Wherever he went, people stopped and stared. “God, he looks like Jesus”, they said. Alon Goldenberg, 27 and a half, was murdered on the way to the courthouse in Nazareth because of some shitty offence (with a maximum fine of 200 shekels, in the worst case). 1.98 meters, weighing 83 kilos, a muscular body without a drop of fat, sun-burnt blonde dreadlocks, a tiny ginger beard, green-blue eyes. A good person who never wronged anyone in his life, said the hippie kids when they surrounded his fresh grave and sang for him. Son of the sea, surfer, Yogi, traveler, photographer, a starting philosopher, a human being that seemed like he didn’t belong in this filthy world of ours, went up to the heavens in a fiery explosion because of a programmed suicide bomber sent by a maniac neighbor, those referred to as our cousins; yet another victim of the endless struggle between the damned descendants of Abraham.

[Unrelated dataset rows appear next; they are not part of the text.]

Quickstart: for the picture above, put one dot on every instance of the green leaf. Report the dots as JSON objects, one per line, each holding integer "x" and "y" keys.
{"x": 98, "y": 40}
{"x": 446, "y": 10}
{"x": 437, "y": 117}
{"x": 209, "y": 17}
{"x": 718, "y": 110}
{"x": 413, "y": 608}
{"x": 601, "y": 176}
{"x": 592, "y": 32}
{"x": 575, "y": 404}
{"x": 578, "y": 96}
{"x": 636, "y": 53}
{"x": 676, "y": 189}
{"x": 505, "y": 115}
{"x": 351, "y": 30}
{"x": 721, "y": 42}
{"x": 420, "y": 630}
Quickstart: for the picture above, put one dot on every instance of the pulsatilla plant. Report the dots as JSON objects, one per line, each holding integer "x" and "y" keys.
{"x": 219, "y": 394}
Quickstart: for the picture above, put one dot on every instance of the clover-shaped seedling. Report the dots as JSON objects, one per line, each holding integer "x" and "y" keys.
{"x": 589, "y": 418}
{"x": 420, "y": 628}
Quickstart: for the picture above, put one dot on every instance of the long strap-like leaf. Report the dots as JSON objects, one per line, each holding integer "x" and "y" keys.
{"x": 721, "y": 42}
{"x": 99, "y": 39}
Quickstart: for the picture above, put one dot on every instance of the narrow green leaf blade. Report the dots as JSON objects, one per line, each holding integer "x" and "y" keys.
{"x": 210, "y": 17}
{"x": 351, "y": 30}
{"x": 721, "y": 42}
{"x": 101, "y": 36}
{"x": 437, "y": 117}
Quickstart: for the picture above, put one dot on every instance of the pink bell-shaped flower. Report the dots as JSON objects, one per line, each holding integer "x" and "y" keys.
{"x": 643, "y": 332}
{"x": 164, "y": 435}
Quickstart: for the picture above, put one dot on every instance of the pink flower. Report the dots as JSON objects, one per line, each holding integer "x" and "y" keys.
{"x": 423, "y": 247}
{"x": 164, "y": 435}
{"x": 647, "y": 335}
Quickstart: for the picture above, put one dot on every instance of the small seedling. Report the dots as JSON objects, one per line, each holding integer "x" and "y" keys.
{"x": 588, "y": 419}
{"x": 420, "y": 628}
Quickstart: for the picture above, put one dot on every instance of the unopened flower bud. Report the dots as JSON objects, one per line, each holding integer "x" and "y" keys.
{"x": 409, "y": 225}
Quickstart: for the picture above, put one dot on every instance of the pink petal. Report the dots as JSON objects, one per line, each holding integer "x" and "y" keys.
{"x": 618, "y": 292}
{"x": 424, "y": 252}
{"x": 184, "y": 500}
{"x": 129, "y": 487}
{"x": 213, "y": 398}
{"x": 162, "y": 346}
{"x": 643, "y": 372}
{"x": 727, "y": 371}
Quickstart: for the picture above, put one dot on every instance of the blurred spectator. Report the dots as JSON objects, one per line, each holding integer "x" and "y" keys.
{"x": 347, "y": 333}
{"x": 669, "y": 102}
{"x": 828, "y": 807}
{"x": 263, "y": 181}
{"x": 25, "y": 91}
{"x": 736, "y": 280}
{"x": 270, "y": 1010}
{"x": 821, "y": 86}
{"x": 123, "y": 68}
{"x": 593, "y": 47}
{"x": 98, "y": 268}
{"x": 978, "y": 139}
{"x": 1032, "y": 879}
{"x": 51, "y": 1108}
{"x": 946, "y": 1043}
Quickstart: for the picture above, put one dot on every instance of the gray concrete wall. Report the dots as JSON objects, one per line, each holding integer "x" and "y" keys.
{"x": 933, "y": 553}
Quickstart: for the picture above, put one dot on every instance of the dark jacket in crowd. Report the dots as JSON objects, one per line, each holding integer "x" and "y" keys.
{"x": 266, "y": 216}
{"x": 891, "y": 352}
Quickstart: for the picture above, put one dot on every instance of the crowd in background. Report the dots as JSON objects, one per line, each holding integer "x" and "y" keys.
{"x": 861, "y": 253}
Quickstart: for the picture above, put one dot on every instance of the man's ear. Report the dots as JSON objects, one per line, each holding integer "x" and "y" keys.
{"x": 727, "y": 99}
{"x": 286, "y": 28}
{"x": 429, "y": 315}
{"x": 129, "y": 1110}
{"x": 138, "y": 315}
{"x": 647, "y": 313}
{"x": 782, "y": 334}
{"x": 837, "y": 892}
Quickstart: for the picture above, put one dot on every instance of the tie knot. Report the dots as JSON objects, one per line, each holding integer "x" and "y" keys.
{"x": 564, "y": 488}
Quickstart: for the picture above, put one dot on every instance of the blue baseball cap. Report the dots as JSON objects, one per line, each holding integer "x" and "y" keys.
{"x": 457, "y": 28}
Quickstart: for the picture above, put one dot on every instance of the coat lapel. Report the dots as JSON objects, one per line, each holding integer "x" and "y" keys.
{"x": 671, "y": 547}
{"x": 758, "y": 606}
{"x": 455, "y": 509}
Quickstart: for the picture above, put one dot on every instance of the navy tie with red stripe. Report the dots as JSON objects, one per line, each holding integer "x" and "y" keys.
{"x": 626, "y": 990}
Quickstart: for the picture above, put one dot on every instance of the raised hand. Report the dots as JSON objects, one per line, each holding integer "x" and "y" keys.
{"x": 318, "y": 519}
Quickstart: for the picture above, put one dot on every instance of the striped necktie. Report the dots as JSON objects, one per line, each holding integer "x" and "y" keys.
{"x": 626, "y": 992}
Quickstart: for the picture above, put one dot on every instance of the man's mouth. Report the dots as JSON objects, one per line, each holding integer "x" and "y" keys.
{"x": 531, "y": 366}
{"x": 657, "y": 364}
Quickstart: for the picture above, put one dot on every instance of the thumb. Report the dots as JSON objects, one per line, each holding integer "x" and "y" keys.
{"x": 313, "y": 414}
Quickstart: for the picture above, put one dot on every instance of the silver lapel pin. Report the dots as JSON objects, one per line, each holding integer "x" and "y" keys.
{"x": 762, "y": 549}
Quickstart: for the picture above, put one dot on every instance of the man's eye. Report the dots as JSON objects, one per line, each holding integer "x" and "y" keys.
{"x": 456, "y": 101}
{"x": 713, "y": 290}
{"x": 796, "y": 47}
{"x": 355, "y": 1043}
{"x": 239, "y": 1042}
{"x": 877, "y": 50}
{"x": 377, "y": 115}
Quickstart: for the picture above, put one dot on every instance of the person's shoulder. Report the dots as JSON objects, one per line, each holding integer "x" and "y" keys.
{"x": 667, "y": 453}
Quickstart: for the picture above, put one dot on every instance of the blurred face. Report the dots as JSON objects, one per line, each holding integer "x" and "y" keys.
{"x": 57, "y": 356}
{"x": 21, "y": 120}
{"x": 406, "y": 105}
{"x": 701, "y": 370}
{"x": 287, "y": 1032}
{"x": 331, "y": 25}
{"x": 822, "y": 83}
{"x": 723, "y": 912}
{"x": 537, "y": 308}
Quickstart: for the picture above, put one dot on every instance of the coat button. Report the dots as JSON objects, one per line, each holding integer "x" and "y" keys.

Last Tuesday, Alon was busy building wooden facilities in the Nitzanim Youth Village in southern Israel. He went home to his parents’ house in Tel-Aviv, spent the evening with his father, Shlomo “Gulli the fisherman” Goldenberg, his mother Batya, and his younger brother, Dror. “Dad, do you need the car tomorrow?” he asked. “Yes”, answered Gulli, “I have some stuff to do in the Port and some other places”. “OK”, said Alon, “I’ll take the first bus at 5:30 AM”. For about a year he had this case pending, started by the stupidity of a policeman who didn’t adhere to the Police Commissioner’s guidelines about some minor offences that shouldn’t be dealt with by the system. It went on and on and the hearing was delayed again and again, and ended with the bus exploding on the way to Nazareth.

[…]

In the hands of Prof. Hiss

On Wednesday, March 20th 2002, Alon left his parents house in Dizengoff Street to the central bus station. The time was 5:00 AM. Armed with a mini-disc, a copy of Carlos Castaneda’s “The Active Side of Infinity”, a cell phone, and a desire to get rid of this stupid trial that got in the way of building the Youth Village in Nitzanim. At around 7:15 AM, the first reports about a terrorist attack on a bus in Wadi Ara with multiple casualties started coming in. Gulli the fisherman heard about it while being in the Port of Jaffa. I heard about it at home. Gulli called and told me Alon was on his way to Nazareth on the first bus and that he had a bad feeling about this.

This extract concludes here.